TU-Automotive, which analyzes the future of the connected, autonomous car, recently hosted a webinar focused on the relationship between automotive manufacturers and startups. SK Kim, venture capitalist and manager at Hyundai Ventures, and Liz Kerton, executive director of the Autotech Council, laid out the challenges of mashing together a century-old industry with nimble new companies.
As Kim said, “We have a hundred-year-old business model, and we sell one thing: vehicles.” Startups are using business models that evolve on the fly to respond to the market and their internal needs, and the number of things they could sell are limited only by their imaginations and missions.
Therein lies the first challenge: the nimbleness that allows startups to function in the fast-paced twenty-first century is seen as instability by the automotive behemoths. “[Automotive manufacturers] need to find companies stable enough and with enough investment to make it through the product development cycle with a car company, which everybody knows is not short,” Kerton said.
Having just a year or two’s worth of funding isn’t enough, she added, since it takes longer than that just to get a car from drawing board to showroom. Kim noted that it can take five to seven years to develop a car, where it only takes a year to develop a phone and a few weeks or months to develop an app. Then there’s the fact that once those cars roll out of the showroom, they might be on the road for twenty years. “You don’t want your technology partner to drop off,” Kerton said.

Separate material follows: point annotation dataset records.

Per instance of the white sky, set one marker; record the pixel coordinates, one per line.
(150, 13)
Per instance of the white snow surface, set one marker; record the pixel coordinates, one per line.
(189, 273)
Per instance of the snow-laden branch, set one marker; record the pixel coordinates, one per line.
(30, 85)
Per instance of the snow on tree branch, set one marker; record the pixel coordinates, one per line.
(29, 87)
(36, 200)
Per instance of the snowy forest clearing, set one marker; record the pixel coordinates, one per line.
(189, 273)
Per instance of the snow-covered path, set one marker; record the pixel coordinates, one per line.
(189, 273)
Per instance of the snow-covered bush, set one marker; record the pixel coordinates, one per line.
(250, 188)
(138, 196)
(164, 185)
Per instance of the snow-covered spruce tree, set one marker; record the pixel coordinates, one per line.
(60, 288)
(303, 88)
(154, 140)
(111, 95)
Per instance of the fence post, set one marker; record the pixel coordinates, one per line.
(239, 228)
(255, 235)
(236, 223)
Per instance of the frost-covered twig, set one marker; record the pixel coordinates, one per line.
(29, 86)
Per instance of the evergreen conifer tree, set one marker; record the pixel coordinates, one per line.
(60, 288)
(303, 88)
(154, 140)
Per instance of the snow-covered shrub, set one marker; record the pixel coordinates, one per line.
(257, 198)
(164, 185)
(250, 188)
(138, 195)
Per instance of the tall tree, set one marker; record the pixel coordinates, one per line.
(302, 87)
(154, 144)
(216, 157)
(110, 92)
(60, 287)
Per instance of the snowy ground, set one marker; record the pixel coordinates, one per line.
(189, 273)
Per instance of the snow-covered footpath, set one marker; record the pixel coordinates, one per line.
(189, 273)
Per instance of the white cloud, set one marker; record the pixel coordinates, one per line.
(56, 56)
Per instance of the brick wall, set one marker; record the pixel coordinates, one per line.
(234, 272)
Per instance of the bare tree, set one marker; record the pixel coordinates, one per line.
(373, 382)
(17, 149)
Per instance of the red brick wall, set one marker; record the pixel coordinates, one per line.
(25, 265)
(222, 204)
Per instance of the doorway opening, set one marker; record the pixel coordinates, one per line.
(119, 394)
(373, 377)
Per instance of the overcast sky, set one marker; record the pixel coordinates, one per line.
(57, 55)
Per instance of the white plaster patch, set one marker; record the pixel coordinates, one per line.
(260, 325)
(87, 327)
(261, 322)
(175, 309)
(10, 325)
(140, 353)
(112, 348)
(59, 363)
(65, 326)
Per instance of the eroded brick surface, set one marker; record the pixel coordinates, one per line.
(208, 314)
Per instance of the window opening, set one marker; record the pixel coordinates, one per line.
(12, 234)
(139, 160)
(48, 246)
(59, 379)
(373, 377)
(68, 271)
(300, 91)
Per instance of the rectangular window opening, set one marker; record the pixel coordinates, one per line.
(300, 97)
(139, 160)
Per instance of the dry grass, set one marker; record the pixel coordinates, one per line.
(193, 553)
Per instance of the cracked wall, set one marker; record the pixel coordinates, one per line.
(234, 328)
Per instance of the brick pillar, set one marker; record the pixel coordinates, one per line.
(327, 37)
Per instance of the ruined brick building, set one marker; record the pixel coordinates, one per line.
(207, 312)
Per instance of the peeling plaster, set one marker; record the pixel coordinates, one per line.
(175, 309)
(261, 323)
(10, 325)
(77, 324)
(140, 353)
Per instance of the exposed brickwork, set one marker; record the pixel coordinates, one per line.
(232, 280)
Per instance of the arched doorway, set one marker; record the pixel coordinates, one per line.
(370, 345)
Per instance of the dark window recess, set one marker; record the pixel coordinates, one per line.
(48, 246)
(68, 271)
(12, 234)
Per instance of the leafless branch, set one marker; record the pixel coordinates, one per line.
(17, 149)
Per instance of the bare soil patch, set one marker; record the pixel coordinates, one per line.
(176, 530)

Kim acknowledged that startups expect fast decisions on equity investment and contracts for early revenue. “That’s the only way for them to survive,” he said. But the challenge of connecting the cautious, slow pace of automotive investing and developing with the timeline startups expect is “frustrating in both directions,” Kim said.
So why on earth would an old-school automotive company want to work with an upstart, er, startup? Kim had three good reasons: car companies need technology partners to innovate, business partners that can instill some flexibility, and partners that are unafraid to explore the uncertain and unpredictable future of transportation. Making bold moves is not exactly the forte of major automotive manufacturers.
“Automaking is a highly regulated business with a highly regulated product,” Kim said. For this reason, it’s risky for a startup to focus only on the auto industry as a market or potential partner for its products. Kim suggested that it would be better for a startup to develop something for another space and then expand into the automotive space. That strategy makes a partnership, when it does happen, less risky for both companies.